Explain the *news* that we are supposed to be inferring from this.
What you are telling us here is that we should be getting some special meaning from _baby sleeping_ near the *HOLY BIBLE. 
*Nope.Baby sleeping. Book on bed.
If God had left the book on the bed (and I had seen it happen), maybe then it would mean something. 

Sorry, to me this is the equivalent of 'face of Jesus appears on toast.' - meaningful to believers who want to find something that brings day-to-day reality in apposition with their beliefs but irrelevant to non-believers.


----------



## newrmdmike (Jul 17, 2007)

hehe, not news, just a feature photo. 


well here . . . i'm new to journalism, i'll add a little story/caption in  the original post


----------



## Iron Flatline (Jul 18, 2007)

It's pretty good, I would have recognized all the parts your high-lighting - the indentation, the gilded bible, and the sleeping baby. I like how the light falls on the baby's face from the direction of the bible.

Compositionally I would have preferred the baby to be a _little_ closer to the bible.

This would have also done well in the B&W Gallery, or even The Dark Side Gallery. 

Good work, keep it going.


----------



## newrmdmike (Jul 18, 2007)

ok trav. . . the news was just that, in the caption . . . there are lots of feature shots of kids in sprinklers etc.  do you too have disdain for the bible?  if anything you can appreciate it for telling you who the man is that left the indention.  i'm not trying to say something miraculous is happening.  and why does it matter if its the bible, koran, torah, or mein kompf.  its going to be a significant part of this boys upbringing . . . and as a journalist i can see this photograph as having meaning to the family.

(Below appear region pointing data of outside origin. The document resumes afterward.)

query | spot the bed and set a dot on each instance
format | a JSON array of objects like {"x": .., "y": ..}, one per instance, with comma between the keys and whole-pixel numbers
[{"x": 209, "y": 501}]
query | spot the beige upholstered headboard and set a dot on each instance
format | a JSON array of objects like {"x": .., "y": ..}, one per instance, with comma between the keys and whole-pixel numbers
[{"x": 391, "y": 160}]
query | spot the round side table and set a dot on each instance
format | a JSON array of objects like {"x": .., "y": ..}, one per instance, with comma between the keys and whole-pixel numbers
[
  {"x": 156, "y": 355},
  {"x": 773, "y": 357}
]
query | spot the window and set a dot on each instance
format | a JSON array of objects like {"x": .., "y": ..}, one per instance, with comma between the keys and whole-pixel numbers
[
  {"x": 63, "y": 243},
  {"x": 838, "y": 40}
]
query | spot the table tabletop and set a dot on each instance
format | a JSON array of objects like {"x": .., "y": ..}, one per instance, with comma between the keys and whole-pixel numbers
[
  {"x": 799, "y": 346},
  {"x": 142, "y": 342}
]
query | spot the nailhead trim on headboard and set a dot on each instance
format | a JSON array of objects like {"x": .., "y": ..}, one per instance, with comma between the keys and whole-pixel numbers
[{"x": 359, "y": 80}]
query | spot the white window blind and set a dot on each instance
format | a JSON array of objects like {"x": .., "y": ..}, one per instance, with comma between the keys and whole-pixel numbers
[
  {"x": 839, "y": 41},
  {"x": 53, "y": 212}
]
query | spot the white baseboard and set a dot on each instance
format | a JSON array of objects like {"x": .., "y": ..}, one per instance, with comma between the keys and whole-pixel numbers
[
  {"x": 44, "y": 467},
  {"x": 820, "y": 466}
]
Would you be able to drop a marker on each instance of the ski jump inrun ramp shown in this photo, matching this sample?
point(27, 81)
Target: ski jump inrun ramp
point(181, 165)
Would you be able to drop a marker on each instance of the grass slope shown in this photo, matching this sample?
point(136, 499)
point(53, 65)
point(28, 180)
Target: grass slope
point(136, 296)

Iron Flatline, thanks - and i wish he was closer too. . . but i'm not sure moving it would have been ethical lol.    but then again its just as much about the negative space.


----------



## Arch (Jul 18, 2007)

The_Traveler said:


> Is that immediately recognizable as a Bible?



Yes 

im sorry but to me that looks exactly like a bible. Besides, finding a meaning in art/photoraphy is what its all about. Even if there were no words, i would look at this image for a few minutes and in my own mind come up with a scene that says a baby is asleep, there is a space were the parent (s) were and there is a bible on the right hand side. I certainly wouldn't think its the latest harry potter.


----------



## frXnz kafka (Aug 18, 2007)

I see a picture of a baby sleeping in a sleezy hotel room, somewhat close to an abandoned bible. But yet it's a very clean photo.


----------